Linkerd-Vis helm chart

[danieloateslee]

Bug Report

Linkerd-Vis helm deployment guide is not correct.

What is the issue?

The helm command is missing the CA cert requirement

How can it be reproduced?

Yes ... if you deploy linkerd-vis using the helm chart, the TAP, WEB, Metric pods fail to start. If you then add the CA used to install linkerd, the pods start up correctly.

We identified the issue with the missing CA after deploying linkerd-viz with helm, then running a linkerd viz install > output.yml. Then running a kubectl diff between the running config and the output.yml.

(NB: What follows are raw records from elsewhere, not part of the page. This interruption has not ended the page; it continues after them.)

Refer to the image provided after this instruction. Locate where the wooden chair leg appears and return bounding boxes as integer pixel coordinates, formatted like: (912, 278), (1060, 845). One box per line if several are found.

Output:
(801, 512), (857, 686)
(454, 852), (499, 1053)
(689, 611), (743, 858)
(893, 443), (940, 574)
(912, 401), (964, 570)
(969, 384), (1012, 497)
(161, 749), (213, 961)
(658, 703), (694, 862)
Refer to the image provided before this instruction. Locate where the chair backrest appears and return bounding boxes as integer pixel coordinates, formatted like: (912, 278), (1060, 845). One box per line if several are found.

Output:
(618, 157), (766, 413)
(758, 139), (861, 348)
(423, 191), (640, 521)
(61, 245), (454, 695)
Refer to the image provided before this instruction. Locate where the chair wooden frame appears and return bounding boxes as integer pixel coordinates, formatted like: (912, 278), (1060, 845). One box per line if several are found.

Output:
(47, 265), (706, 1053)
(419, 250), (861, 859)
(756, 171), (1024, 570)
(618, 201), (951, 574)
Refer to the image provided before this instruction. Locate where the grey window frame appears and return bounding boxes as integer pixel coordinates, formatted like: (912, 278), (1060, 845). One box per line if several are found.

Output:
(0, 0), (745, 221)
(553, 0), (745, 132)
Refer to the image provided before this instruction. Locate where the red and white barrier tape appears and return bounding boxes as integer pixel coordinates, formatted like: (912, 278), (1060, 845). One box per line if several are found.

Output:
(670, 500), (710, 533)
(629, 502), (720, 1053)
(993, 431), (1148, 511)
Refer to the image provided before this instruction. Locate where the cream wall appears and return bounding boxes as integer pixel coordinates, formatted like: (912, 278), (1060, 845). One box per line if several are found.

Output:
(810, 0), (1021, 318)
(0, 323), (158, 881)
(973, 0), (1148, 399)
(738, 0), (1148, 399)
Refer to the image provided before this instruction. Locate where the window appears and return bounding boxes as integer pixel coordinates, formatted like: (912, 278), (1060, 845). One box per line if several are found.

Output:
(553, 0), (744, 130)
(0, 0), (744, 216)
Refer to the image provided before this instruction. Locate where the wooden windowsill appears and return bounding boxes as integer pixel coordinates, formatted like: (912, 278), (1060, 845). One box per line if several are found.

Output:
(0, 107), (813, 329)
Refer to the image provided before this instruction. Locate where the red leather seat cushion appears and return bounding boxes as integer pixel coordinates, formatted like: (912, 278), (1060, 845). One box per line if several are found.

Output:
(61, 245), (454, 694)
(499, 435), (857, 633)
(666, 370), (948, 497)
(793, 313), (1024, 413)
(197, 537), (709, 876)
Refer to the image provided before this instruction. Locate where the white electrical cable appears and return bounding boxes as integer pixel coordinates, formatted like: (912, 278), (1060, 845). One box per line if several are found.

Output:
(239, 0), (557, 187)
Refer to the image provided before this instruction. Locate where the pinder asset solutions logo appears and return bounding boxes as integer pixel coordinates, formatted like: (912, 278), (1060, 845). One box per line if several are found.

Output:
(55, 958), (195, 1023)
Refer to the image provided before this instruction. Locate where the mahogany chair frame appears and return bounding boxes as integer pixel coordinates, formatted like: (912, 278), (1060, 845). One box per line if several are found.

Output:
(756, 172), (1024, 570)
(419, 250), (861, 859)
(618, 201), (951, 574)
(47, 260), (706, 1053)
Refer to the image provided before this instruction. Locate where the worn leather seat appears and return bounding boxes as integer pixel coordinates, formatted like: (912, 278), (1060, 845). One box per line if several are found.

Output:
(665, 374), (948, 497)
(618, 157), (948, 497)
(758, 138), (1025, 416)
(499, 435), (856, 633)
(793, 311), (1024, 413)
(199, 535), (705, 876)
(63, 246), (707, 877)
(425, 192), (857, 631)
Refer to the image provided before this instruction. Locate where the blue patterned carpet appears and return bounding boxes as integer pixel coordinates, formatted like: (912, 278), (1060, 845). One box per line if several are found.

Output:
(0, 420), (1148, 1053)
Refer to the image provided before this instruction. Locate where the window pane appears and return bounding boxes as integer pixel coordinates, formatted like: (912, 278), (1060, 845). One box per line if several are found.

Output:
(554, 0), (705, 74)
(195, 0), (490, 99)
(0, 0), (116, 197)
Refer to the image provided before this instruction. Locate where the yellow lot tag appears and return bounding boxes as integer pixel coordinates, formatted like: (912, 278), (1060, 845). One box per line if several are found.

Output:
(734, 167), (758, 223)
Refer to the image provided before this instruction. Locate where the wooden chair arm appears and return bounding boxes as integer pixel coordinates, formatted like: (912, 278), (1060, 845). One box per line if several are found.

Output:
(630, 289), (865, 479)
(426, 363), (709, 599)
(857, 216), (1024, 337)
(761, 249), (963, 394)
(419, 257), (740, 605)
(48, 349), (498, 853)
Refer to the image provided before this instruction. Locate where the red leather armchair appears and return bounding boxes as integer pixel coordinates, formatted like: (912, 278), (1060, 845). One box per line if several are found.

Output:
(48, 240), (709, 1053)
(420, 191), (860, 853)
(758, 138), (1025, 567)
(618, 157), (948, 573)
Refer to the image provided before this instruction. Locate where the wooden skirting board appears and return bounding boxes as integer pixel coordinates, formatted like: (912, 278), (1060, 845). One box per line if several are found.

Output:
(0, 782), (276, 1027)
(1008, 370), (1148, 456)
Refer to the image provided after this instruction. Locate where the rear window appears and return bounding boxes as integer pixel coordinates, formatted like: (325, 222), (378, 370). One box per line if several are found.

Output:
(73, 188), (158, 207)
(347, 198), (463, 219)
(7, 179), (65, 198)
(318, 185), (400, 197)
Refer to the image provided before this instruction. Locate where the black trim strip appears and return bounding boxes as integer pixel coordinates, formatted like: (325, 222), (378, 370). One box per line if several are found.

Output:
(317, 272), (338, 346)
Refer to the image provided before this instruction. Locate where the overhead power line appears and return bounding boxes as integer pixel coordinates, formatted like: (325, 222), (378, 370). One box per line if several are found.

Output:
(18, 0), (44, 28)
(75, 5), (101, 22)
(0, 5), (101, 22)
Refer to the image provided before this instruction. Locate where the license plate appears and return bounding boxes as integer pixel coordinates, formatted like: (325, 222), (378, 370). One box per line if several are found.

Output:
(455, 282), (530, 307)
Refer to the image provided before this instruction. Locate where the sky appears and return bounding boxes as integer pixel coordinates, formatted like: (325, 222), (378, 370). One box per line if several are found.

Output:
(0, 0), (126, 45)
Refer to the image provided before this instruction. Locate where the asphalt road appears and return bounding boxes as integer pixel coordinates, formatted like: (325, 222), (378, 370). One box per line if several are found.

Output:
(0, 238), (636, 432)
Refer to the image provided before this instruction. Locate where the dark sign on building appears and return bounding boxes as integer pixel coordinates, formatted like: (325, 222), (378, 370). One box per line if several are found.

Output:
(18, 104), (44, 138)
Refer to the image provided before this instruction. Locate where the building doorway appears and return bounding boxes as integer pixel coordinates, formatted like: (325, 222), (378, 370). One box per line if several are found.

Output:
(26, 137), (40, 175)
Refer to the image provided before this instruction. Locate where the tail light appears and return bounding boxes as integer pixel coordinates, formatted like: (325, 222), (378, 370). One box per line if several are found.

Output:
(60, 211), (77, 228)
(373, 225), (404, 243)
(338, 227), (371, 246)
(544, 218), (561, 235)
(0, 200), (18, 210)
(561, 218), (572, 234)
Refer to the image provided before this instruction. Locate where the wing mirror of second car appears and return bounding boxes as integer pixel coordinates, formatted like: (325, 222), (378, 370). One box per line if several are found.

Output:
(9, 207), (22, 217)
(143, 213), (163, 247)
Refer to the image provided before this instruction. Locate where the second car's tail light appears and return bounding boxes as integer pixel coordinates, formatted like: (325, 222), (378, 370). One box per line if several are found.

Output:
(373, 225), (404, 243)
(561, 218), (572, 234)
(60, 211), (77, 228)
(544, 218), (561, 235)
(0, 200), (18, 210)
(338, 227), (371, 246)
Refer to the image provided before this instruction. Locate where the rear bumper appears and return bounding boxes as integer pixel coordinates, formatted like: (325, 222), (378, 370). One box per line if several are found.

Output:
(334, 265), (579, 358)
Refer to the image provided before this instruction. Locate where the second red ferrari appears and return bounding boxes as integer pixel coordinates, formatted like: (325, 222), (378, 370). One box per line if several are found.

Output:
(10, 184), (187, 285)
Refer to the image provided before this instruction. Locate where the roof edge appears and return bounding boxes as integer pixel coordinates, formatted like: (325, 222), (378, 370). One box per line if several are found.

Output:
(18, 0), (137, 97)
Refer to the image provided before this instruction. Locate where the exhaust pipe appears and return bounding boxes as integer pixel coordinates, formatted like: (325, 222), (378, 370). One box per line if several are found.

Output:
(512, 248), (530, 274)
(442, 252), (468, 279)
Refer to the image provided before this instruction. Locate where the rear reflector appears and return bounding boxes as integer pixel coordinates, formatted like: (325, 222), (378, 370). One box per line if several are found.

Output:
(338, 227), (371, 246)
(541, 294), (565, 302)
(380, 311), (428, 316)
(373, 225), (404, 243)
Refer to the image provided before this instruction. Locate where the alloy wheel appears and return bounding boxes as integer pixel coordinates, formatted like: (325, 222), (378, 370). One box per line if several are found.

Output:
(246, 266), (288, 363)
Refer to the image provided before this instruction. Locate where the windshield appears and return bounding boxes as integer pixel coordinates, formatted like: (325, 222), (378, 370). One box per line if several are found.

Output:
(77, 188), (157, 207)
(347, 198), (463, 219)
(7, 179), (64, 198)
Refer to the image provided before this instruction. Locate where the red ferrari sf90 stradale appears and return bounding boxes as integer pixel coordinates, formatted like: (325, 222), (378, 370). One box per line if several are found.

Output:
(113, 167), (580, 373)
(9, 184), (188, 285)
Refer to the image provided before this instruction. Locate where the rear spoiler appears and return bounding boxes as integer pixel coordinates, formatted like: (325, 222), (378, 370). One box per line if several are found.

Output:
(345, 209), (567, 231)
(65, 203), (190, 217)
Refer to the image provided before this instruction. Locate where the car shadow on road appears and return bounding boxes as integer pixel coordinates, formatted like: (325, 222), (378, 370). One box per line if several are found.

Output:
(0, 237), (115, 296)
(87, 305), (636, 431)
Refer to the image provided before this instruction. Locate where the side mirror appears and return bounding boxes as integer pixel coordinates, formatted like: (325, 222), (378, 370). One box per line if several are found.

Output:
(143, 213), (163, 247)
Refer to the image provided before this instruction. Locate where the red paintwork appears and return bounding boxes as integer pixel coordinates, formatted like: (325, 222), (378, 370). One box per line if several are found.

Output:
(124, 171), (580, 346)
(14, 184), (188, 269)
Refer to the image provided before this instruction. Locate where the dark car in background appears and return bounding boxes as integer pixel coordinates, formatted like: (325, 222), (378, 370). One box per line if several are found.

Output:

We identified that it was replacing the CA cert .

Logs, error output, etc

None the pods fail to start.

Environment

• Kubernetes Version: 1.19.11
• Cluster Environment: (GKE, AKS, kops, ...) non-cloud - kuberenets with calico
• Host OS: RHEL8.3
• Linkerd version: stable-2.10.2

Possible solution

Add the CA crt when deploying using helm.,

Additional context

[olix0r]

Thanks for the PR, @danieloateslee.

I don't fully understand the problem you're seeing, though. Specifically linkerd-viz doesn't actually use the identityTrustAnchorsPEM variable anywhere in its template:

:; grep -Rc identityTrustAnchorsPEM viz/charts
viz/charts/linkerd-viz/values-ha.yaml:0
viz/charts/linkerd-viz/.helmignore:0
viz/charts/linkerd-viz/templates/service-profiles.yaml:0
viz/charts/linkerd-viz/templates/tap-injector.yaml:0
viz/charts/linkerd-viz/templates/web-rbac.yaml:0
viz/charts/linkerd-viz/templates/psp.yaml:0
viz/charts/linkerd-viz/templates/namespace.yaml:0
viz/charts/linkerd-viz/templates/grafana.yaml:0
viz/charts/linkerd-viz/templates/prometheus-rbac.yaml:0
viz/charts/linkerd-viz/templates/grafana-rbac.yaml:0
viz/charts/linkerd-viz/templates/tap-injector-rbac.yaml:0
viz/charts/linkerd-viz/templates/NOTES.txt:0
viz/charts/linkerd-viz/templates/tap-rbac.yaml:0
viz/charts/linkerd-viz/templates/metrics-api-rbac.yaml:0
viz/charts/linkerd-viz/templates/web.yaml:0
viz/charts/linkerd-viz/templates/prometheus.yaml:0
viz/charts/linkerd-viz/templates/metrics-api.yaml:0
viz/charts/linkerd-viz/templates/tap.yaml:0
viz/charts/linkerd-viz/README.md:0
viz/charts/linkerd-viz/requirements.yaml:0
viz/charts/linkerd-viz/requirements.lock:0
viz/charts/linkerd-viz/README.md.gotmpl:0
viz/charts/linkerd-viz/values.yaml:0
viz/charts/linkerd-viz/Chart.yaml:0
viz/charts/linkerd-viz/charts/partials-0.1.0.tgz:0

The trust anchors are provided to the viz components via the proxy-injector webhook.

Can you share more details about the problem you saw?

We identified the issue with the missing CA after deploying linkerd-viz with helm, then running a linkerd viz install > output.yml. Then running a kubectl diff between the running config and the output.yml.

We identified that it was replacing the CA cert .

The viz install does include some TLS credentials and ca bundles, but these are for web hooks and unrelated to the identity trust anchors.